I commend those of you who have managed to make it this far into Btooom, but I have to question why you started watching it in the first place. Am I seriously suppose to believe that a video game developer somehow accumulated the resources to kidnap dozens of people, put them on a desert island and force them to fight to the death? The premise of the show is so ridiculous that it’s impossible to take it seriously. Unfortunately, I’m going to try to do just that.
Let’s assume for a moment that what I said above actually makes sense. Would people really turn on each other so quickly? In that situation, would a 23 year old NEET actually be able to kill another person?
We have to remember that humans are animals. We can say whatever we want about human achievement, but at the end of the day we are just another mammal in the animal kingdom. As pack animals we naturally cooperate. Sure, there is still violence, but it accounts for a relatively low number of deaths in the world – just about one percent. Even then, this number is much lower in developed nation and significantly higher in war zones and undeveloped countries.
What about the social stigma behind murder? If you kill another person on purpose in the United States, you will either go to prison for the rest of your life, or you’ll be executed. If it was unintentional, you will still go to prison, and, upon release you’ll likely be ostracized by society. At this point it seems apparent that there are strong natural and societal limiters on murder and violence.
Here’s an interesting example I managed to dig up. During World War II, only fifteen percent of soldiers would fire their weapons at the enemy. It might seem hard to believe, but psychologists reached this result after interviewing thousands of troops at the end of the war. Even when faced with death, soldiers would rather die than kill another human being.
Military training has changed in response to this knowledge. Now, besides just teaching soldiers technical skills, trainers have to override their natural instinct. This leads to the dehumanization of the enemy, and the use of doublespeak terms such as hostile, casualty and eliminate. Even today, with a focused attempt to change soldiers, only fifty percent will shoot to kill.

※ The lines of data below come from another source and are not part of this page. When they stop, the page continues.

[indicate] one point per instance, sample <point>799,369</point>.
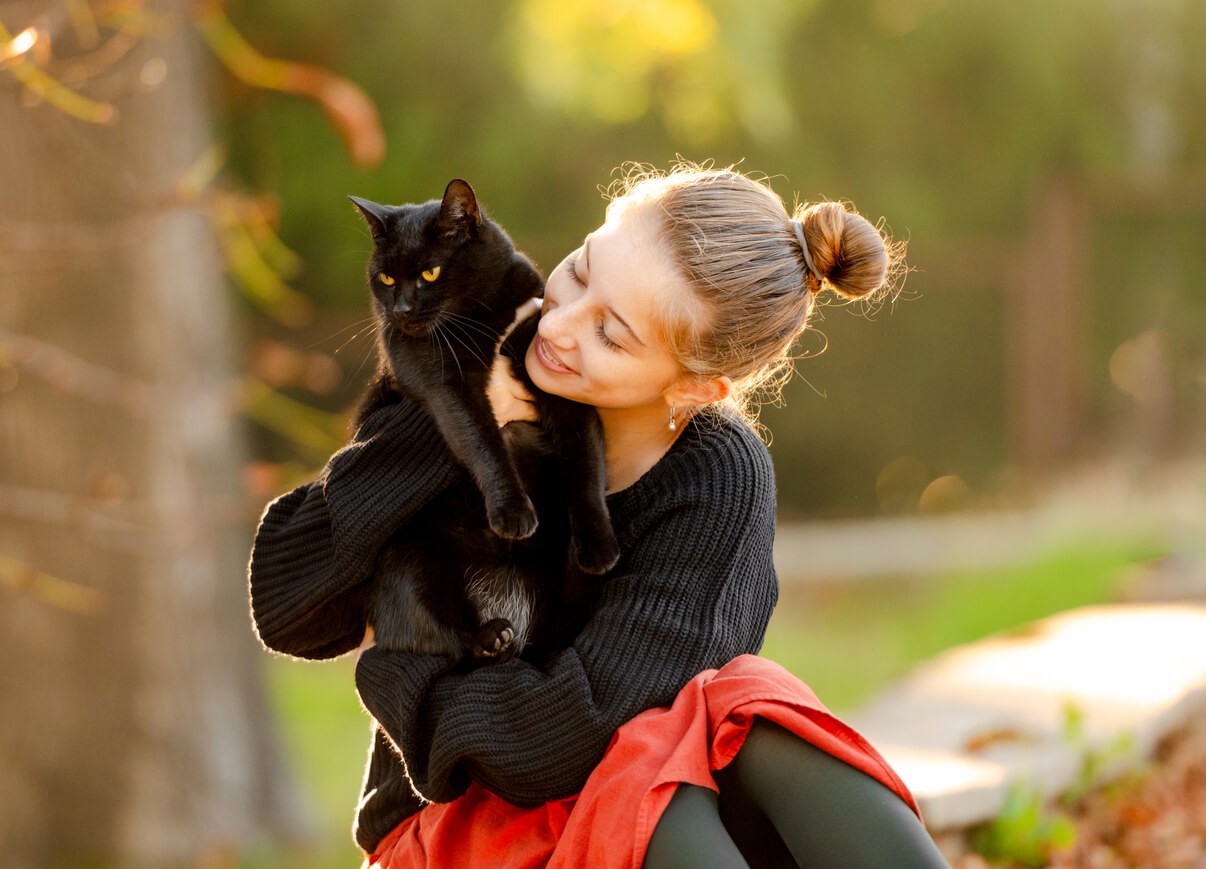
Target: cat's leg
<point>505,604</point>
<point>577,436</point>
<point>468,424</point>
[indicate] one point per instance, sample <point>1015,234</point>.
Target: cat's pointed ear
<point>460,211</point>
<point>374,215</point>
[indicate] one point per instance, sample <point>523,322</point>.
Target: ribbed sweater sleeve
<point>316,545</point>
<point>695,587</point>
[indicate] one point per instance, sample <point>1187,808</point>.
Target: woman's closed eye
<point>607,341</point>
<point>572,268</point>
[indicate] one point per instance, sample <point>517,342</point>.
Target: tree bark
<point>133,726</point>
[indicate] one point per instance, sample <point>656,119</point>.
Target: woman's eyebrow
<point>622,322</point>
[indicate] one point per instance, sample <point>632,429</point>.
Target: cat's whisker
<point>474,324</point>
<point>340,347</point>
<point>438,328</point>
<point>463,342</point>
<point>358,326</point>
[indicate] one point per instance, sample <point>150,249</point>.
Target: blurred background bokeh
<point>183,328</point>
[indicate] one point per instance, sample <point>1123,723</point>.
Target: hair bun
<point>848,252</point>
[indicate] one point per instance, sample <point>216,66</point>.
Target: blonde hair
<point>731,238</point>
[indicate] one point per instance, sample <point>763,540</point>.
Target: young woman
<point>656,738</point>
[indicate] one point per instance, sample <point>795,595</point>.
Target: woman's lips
<point>549,358</point>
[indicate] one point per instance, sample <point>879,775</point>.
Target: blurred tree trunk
<point>133,722</point>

Ok. I’ve gotten a bit off topic so let’s get back to Btooom! I’ll admit that violence would occur in such a stressful situation but it would be limited. In any case, I don’t think we would see people killing each other over cases of food. If anything, people would group together to find alternate ways off the island, much like Sakamoto has with the old man.
Am I right or wrong? Is it nature that discourages murder, or is it a much more flexible social construct?